Family & children
Moving to Norway or just arrived? NorgeStart explains Norwegian bureaucracy, work, taxes, housing, healthcare and daily life in plain language — with an AI assistant that translates official letters and audits payslips.
Updated: 2026-07-06
Kindergarten (barnehage) — how it works & costs
- Children ~1–5 go to barnehage. Apply via your municipality's portal; the main intake deadline is 1 March for an August start. A child turning 1 by end of November has a legal right to a place that year.
- Price is capped nationally at about NOK 2 000/month (2025; lower/free in northern action zones and for low incomes; sibling discounts, 3rd child free) + food money (~300–600).
- Norwegian barnehage is outdoors-heavy — kids nap and play outside in most weather.
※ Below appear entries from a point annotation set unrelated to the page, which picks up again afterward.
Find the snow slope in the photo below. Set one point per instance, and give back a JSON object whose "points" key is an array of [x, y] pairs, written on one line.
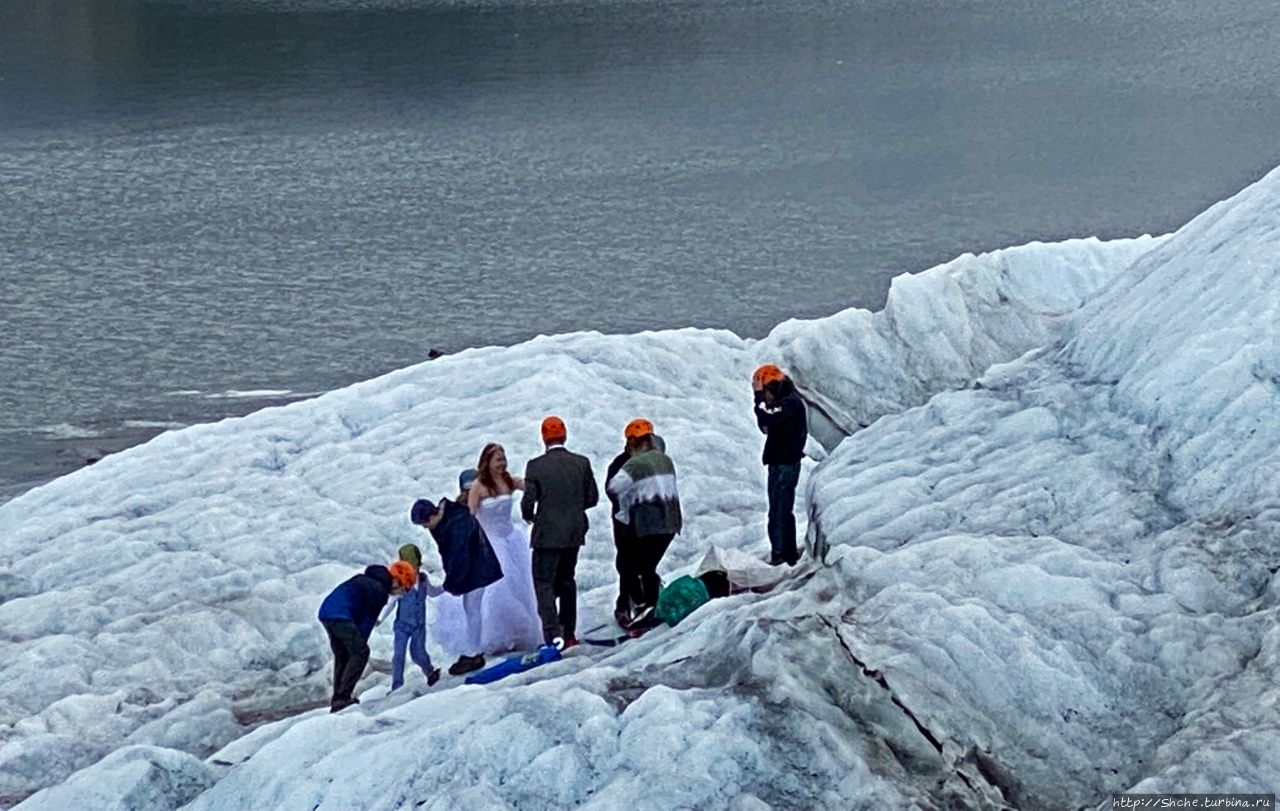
{"points": [[1052, 532]]}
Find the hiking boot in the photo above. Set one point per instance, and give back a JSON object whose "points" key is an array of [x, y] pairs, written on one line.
{"points": [[338, 705], [466, 664], [643, 614]]}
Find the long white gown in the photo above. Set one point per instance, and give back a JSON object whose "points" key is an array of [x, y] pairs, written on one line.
{"points": [[510, 610]]}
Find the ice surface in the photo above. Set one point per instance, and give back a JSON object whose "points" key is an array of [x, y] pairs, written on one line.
{"points": [[1052, 573]]}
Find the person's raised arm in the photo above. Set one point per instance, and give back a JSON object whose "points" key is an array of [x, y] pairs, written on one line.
{"points": [[530, 499], [593, 491]]}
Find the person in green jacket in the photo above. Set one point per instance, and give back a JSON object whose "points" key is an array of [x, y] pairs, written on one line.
{"points": [[648, 500]]}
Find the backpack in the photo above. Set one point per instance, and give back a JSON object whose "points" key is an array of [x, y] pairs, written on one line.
{"points": [[680, 598]]}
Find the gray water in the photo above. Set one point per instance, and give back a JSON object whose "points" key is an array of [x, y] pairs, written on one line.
{"points": [[204, 198]]}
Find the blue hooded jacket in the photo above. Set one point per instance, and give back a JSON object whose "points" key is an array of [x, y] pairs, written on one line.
{"points": [[360, 599], [469, 560]]}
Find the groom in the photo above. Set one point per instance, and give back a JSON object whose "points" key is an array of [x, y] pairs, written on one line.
{"points": [[560, 488]]}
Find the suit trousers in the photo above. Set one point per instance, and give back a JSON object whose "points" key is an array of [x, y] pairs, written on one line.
{"points": [[553, 582]]}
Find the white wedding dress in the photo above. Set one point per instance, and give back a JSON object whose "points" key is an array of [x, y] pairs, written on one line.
{"points": [[510, 612]]}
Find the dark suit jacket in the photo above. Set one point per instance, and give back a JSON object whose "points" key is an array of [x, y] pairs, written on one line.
{"points": [[560, 488]]}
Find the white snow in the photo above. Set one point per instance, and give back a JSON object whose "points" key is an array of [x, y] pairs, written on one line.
{"points": [[1050, 502]]}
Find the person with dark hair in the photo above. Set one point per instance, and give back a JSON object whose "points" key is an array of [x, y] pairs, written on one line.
{"points": [[348, 615], [560, 488], [470, 566], [648, 502], [510, 606], [781, 416]]}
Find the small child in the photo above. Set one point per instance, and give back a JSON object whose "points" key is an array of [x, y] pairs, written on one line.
{"points": [[410, 624]]}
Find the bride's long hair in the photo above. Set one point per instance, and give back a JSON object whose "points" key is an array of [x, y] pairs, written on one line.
{"points": [[485, 476]]}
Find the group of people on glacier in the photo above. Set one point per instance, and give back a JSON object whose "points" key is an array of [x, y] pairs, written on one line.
{"points": [[506, 591]]}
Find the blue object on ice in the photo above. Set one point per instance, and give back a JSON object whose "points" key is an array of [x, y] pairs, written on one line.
{"points": [[515, 664]]}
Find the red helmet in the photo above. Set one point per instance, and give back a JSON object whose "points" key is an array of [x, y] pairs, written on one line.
{"points": [[636, 429], [767, 374], [553, 429], [403, 574]]}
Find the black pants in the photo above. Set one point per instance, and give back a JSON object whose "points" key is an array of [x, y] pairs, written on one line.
{"points": [[782, 521], [553, 581], [630, 590], [649, 551], [350, 656]]}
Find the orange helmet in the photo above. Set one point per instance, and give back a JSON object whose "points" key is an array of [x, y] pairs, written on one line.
{"points": [[767, 374], [636, 429], [403, 574], [553, 429]]}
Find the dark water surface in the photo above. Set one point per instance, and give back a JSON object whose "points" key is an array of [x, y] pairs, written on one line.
{"points": [[211, 206]]}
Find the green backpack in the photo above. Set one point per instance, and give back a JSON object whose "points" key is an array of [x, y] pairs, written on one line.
{"points": [[680, 598]]}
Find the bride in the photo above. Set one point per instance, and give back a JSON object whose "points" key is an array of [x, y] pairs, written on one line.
{"points": [[510, 609]]}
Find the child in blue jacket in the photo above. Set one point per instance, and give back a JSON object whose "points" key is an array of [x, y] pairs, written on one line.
{"points": [[348, 615], [410, 624]]}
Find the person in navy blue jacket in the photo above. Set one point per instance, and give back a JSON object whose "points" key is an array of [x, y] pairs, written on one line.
{"points": [[781, 416], [470, 564], [348, 615]]}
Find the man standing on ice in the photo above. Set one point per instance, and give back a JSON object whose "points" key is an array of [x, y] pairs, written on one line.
{"points": [[648, 502], [781, 416], [560, 488]]}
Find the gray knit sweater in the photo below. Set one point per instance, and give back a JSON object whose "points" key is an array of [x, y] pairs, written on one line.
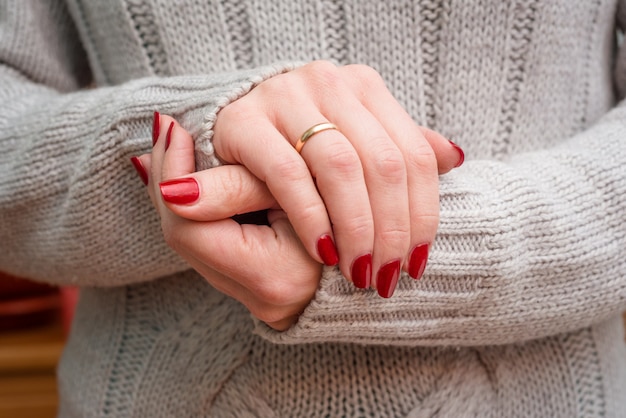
{"points": [[518, 312]]}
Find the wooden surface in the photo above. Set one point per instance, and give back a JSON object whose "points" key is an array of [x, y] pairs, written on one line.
{"points": [[28, 361]]}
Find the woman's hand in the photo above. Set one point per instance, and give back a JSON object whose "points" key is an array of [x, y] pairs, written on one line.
{"points": [[264, 267], [370, 187]]}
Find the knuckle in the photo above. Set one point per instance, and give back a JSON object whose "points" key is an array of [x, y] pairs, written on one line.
{"points": [[289, 169], [365, 75], [422, 158], [324, 74], [392, 237], [358, 226], [275, 293], [427, 223], [344, 159], [390, 165]]}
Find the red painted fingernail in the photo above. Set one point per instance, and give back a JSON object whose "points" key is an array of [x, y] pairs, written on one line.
{"points": [[180, 191], [168, 136], [327, 251], [141, 170], [461, 154], [156, 127], [417, 261], [362, 271], [387, 278]]}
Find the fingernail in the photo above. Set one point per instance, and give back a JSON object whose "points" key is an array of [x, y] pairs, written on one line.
{"points": [[461, 154], [327, 251], [141, 170], [156, 127], [387, 278], [362, 271], [180, 191], [168, 136], [417, 261]]}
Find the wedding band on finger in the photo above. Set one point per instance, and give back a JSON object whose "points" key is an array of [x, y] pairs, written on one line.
{"points": [[315, 129]]}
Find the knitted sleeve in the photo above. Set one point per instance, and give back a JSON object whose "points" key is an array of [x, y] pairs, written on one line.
{"points": [[526, 248], [72, 211]]}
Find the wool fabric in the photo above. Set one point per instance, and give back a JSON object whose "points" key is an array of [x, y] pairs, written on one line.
{"points": [[518, 313]]}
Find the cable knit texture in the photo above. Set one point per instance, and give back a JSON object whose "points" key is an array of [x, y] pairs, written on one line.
{"points": [[518, 313]]}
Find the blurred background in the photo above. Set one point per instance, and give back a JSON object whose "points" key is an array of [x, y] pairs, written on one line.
{"points": [[34, 323]]}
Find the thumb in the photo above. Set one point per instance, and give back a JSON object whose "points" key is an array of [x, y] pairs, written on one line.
{"points": [[216, 193], [449, 155]]}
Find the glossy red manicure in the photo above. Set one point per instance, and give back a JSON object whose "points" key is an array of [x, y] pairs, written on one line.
{"points": [[387, 278], [461, 154], [168, 136], [156, 127], [180, 191], [362, 271], [141, 170], [327, 251], [417, 261]]}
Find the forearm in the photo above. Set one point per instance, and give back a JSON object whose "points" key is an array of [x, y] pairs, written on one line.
{"points": [[73, 211], [526, 248]]}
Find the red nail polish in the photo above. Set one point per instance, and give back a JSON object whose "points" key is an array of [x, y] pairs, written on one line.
{"points": [[362, 271], [327, 251], [461, 154], [168, 136], [156, 127], [180, 191], [417, 261], [387, 278], [141, 170]]}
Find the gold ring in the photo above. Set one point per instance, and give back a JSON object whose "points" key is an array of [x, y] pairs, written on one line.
{"points": [[315, 129]]}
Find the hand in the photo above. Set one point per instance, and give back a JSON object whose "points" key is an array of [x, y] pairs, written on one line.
{"points": [[368, 189], [264, 267]]}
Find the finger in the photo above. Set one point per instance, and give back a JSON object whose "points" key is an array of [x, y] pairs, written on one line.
{"points": [[285, 173], [353, 200], [364, 80], [446, 160], [272, 291], [422, 175]]}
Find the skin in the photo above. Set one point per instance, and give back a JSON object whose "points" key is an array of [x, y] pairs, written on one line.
{"points": [[372, 185]]}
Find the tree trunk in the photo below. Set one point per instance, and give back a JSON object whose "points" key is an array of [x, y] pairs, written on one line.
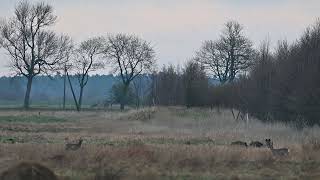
{"points": [[80, 98], [27, 95], [73, 94], [124, 96], [64, 87]]}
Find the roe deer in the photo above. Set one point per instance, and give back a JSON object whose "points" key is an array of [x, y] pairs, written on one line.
{"points": [[256, 144], [28, 171], [74, 146], [239, 143], [277, 152]]}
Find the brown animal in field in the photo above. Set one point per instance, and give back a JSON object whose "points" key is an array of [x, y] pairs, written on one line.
{"points": [[256, 144], [277, 152], [28, 171], [239, 143], [74, 146]]}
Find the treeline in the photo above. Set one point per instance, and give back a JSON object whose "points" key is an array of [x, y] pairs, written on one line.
{"points": [[283, 85], [49, 90]]}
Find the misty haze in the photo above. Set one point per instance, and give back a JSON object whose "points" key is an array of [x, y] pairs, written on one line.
{"points": [[173, 90]]}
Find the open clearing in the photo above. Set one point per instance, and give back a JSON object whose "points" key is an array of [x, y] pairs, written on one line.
{"points": [[157, 143]]}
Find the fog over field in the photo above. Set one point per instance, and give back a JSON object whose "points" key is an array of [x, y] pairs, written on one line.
{"points": [[161, 90], [177, 28]]}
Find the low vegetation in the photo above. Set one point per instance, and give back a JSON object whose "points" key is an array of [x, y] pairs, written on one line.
{"points": [[175, 143]]}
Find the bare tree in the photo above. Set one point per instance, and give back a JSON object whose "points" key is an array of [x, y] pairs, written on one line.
{"points": [[33, 49], [129, 56], [86, 59], [230, 55]]}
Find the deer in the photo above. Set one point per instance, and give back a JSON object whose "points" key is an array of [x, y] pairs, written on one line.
{"points": [[256, 144], [239, 143], [277, 152], [74, 146]]}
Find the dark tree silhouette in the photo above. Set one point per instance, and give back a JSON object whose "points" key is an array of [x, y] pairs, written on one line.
{"points": [[85, 60], [33, 48], [129, 56], [230, 55]]}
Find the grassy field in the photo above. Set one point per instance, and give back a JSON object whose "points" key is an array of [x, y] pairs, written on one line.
{"points": [[158, 143]]}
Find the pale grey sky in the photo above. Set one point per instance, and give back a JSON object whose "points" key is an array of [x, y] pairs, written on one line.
{"points": [[176, 28]]}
Buy proper wool layers and rain gear; the barnehage will hand you a clothing list.
School & after-school (SFO)
- School is free, ages 6–16 (grades 1–10), enrolment via the kommune — newcomer children get intro classes with Norwegian support.
- SFO/AKS (before/after-school care for grades 1–4): 12 free hours/week for the youngest grades, full-time typically NOK 2 000–3 500/month with income-based discounts.
- School culture: little homework in early years, no grades until grade 8, everyone walks/cycles, and birthday rule: you invite the whole class (or all girls/boys) — never leave one child out.
Money from the state
- Barnetrygd (child benefit): ~NOK 1 800–2 000/month per child, usually automatic after registration; EU/EEA workers can often get it for children living abroad.
- Parental leave (foreldrepenger): 49 weeks at 100% pay (or 59 at 80%) if you worked 6 of the last 10 months; a quota is reserved for each parent. No work history → one-time payment (engangsstønad ~NOK 92k).
- Kontantstøtte: ~NOK 7 500/month for a 1–2-year-old NOT in kindergarten (conditions apply).
- Each parent gets 10 paid "sick child" days per year.
Raising kids, the Norwegian way
- Kids are raised independent early: walking to school alone from ~grade 1, sleeping outside in prams in winter — normal, not neglect.
- Physical punishment of children is strictly illegal and taken very seriously (Barnevernet — child services — investigates reports).
- Activities (fritidsaktiviteter): football, handball, ski clubs, korps (school band) — typically NOK 1 000–4 000/year, parent volunteering (dugnad) expected. BUA lends sports/outdoor equipment for free.
- 17 May (Constitution Day) = children's parades, ice cream and national costumes — the biggest family day of the year.